When I was bang on the cocaine, I sold my Arsenal blazer to a dealer because I’d run out of money in the pub and I was desperate to get high. All the lads at Highbury had an official club jacket, tailored, with the team crest emblazoned on the front. It was a badge of honour really, something the directors, coaching staff and players wore with pride. It said to everyone else: ‘Being an Arsenal player is something special.’ It meant nothing to me, though, not at my most desperate. I was out of pocket and there wasn’t a cashpoint around, so I swapped it for one pathetic gram, worth just £50. The next day I told Arsenal’s gaffer, George Graham, that the blazer had been nicked out of the back of my car. Well, at that stage in my life a made-up story like that seemed more realistic than the truth.

At the peak of my game, I was drinking more lager tops than the fans. I would go out three, four, five nights a week and drink pints and pints and pints, usually until I couldn’t drink any more. Some nights I wouldn’t go home. I’d leave training, go on the lash, fall asleep in the bar or finish my last beer at silly o’clock. Before I knew it, I was in a taxi on my way to training, then I’d go through the whole cycle all over again. Unless I’d been nicked, that is.

That happened once or twice. One night, I remember going into the boozer for a few beers and a game of pool with a mate. We got plastered. While we were playing, some lads kept having a go at us, shouting across the bar and making wisecracks, probably because they recognised me. This mate of mine was a bit of a wild card, I never knew how he was going to react when he was pissed. This time he blew up with a pool cue. A chair was thrown through the window; he smashed up the optics. It all kicked off and there was blood everywhere. The bar looked like a scene from a Chuck Norris film.

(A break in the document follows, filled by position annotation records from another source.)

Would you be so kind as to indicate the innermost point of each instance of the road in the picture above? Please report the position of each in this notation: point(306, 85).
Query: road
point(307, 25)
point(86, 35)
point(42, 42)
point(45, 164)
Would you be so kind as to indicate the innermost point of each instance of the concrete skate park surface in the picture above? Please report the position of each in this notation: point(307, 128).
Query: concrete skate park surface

We ran home. I was covered in claret, so I chucked my shirt in the washing machine, turned it on and went to bed. That was my drunk logic at work: I thought the problem would magically disappear if I stuck my head under the covers. I even ignored my now ex-wife, Lorraine, who was standing there, staring at me, wondering what the hell was going on as I pretended to be asleep. It wasn’t long before the police started banging on the front door. Lorraine let them in, and when they steamed into the bedroom, I made out they’d woken me up.